Meaning
This line is a quiet but firm rejection of the excuses people commonly use to delay action: not enough resources, not the right place, not the right moment. Roosevelt is urging a kind of practical realism that refuses to wait for ideal conditions. You work with your actual circumstances, not imagined better ones, and you act where you actually are, not where you wish you were.
Context
Roosevelt included this thought in his autobiography, published in 1913 after he had left the presidency and lived through an extraordinary variety of experiences. Writing in that reflective mode, he was drawing on decades of personal history in which he had repeatedly faced difficult conditions and chosen action over paralysis. The line sits within a body of writing that consistently values effort, adaptability, and forward movement.

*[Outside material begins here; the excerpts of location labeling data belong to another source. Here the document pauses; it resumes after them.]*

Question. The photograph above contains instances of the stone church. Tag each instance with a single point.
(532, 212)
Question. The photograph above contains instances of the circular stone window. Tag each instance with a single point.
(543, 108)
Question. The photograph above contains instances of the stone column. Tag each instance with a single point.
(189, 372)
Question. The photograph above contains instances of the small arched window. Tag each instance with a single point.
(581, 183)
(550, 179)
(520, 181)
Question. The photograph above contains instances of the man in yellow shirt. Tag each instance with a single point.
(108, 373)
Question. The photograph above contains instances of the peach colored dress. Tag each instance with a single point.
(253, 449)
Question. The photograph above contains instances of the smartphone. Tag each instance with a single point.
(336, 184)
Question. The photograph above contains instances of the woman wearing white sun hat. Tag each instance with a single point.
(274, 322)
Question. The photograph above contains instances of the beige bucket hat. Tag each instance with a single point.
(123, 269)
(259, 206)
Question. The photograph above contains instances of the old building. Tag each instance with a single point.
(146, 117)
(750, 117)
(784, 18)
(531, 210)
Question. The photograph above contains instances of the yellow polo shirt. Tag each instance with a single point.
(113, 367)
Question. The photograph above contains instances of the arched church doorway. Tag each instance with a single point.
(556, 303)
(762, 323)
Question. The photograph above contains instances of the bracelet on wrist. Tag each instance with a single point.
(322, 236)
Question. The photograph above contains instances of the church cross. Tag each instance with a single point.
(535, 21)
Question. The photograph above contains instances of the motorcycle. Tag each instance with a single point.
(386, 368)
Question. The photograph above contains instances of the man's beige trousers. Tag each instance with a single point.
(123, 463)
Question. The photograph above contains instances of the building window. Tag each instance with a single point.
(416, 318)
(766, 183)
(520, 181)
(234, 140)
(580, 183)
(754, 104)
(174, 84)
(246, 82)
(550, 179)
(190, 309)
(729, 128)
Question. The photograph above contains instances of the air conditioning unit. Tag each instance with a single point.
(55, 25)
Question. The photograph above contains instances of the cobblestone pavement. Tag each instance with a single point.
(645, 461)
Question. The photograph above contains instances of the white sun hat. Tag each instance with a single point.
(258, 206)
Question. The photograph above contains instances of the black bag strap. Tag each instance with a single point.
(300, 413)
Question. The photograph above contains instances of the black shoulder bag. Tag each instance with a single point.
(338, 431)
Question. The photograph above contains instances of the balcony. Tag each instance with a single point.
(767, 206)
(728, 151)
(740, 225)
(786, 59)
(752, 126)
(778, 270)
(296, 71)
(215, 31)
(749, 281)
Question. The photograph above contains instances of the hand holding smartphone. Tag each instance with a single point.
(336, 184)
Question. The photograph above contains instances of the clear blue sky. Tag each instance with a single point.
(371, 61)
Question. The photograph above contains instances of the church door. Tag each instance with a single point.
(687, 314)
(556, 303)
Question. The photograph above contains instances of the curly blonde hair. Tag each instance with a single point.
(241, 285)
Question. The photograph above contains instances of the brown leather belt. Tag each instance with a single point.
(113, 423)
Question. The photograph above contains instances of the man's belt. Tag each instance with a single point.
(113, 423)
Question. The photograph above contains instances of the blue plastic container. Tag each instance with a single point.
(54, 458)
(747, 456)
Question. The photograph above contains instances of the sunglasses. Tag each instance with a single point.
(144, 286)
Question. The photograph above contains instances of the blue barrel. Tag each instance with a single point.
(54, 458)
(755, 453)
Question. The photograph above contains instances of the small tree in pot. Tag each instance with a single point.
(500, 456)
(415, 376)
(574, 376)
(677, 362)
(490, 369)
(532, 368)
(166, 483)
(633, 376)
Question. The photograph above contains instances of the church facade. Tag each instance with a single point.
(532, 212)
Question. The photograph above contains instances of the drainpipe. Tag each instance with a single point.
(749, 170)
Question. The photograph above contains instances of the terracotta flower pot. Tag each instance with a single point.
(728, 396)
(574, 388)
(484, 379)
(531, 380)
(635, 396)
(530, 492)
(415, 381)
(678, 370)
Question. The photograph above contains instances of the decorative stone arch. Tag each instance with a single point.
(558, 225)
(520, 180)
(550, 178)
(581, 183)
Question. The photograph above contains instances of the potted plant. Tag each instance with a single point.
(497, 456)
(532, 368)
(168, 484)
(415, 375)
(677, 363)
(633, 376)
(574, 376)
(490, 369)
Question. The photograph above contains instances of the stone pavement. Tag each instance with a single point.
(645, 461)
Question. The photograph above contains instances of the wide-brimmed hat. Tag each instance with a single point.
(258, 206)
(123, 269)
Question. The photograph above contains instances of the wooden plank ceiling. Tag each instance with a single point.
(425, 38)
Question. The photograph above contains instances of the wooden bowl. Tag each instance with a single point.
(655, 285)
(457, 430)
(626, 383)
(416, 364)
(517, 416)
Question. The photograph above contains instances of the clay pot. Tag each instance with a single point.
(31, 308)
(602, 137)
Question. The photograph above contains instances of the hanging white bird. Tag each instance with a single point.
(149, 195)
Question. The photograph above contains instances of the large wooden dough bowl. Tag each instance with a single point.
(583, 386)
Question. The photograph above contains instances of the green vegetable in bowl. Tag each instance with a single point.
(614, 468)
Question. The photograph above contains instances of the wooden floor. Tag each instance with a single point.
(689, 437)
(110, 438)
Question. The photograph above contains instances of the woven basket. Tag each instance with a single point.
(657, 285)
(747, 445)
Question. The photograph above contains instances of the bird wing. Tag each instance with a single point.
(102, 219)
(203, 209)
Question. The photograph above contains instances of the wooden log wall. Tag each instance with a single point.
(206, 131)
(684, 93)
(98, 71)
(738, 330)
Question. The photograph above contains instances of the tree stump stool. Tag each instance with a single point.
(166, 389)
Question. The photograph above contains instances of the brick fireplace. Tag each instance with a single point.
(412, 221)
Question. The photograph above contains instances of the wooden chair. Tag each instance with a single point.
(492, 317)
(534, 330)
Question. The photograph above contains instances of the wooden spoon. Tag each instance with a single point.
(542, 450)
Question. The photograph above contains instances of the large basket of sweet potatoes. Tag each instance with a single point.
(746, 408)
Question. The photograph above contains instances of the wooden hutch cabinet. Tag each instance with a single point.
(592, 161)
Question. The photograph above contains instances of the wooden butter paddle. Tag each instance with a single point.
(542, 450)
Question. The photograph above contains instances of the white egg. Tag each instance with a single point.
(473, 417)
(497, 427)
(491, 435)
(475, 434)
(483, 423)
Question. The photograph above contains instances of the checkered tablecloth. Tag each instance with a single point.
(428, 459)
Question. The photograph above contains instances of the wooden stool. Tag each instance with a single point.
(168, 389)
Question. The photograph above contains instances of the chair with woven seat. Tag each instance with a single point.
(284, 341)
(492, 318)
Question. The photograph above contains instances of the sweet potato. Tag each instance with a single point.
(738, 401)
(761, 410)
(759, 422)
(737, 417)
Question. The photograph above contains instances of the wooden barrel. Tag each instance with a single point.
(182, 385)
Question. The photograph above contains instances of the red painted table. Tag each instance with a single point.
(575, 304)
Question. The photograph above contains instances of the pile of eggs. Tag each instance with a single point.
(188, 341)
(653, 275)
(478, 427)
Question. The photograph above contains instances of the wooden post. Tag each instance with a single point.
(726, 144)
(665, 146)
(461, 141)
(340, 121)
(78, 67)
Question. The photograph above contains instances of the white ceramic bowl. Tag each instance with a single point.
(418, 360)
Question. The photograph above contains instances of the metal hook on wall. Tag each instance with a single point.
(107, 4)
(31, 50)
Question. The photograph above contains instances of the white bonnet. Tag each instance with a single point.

It has since traveled far beyond its original context and is now quoted in conversations about leadership, resilience, and personal motivation.
About the author
Theodore Roosevelt served as the twenty-sixth president of the United States and was one of the most written-about and writing-prone figures in American political history. His autobiography is one of several dozen books he produced over his lifetime, covering an unusually wide range of subjects. He was known for approaching hardship directly, having spent time ranching in the Dakota Territory after personal tragedies, serving in combat, and undertaking a difficult expedition through South America in his later years. His advice on action carried the weight of a life visibly lived by it.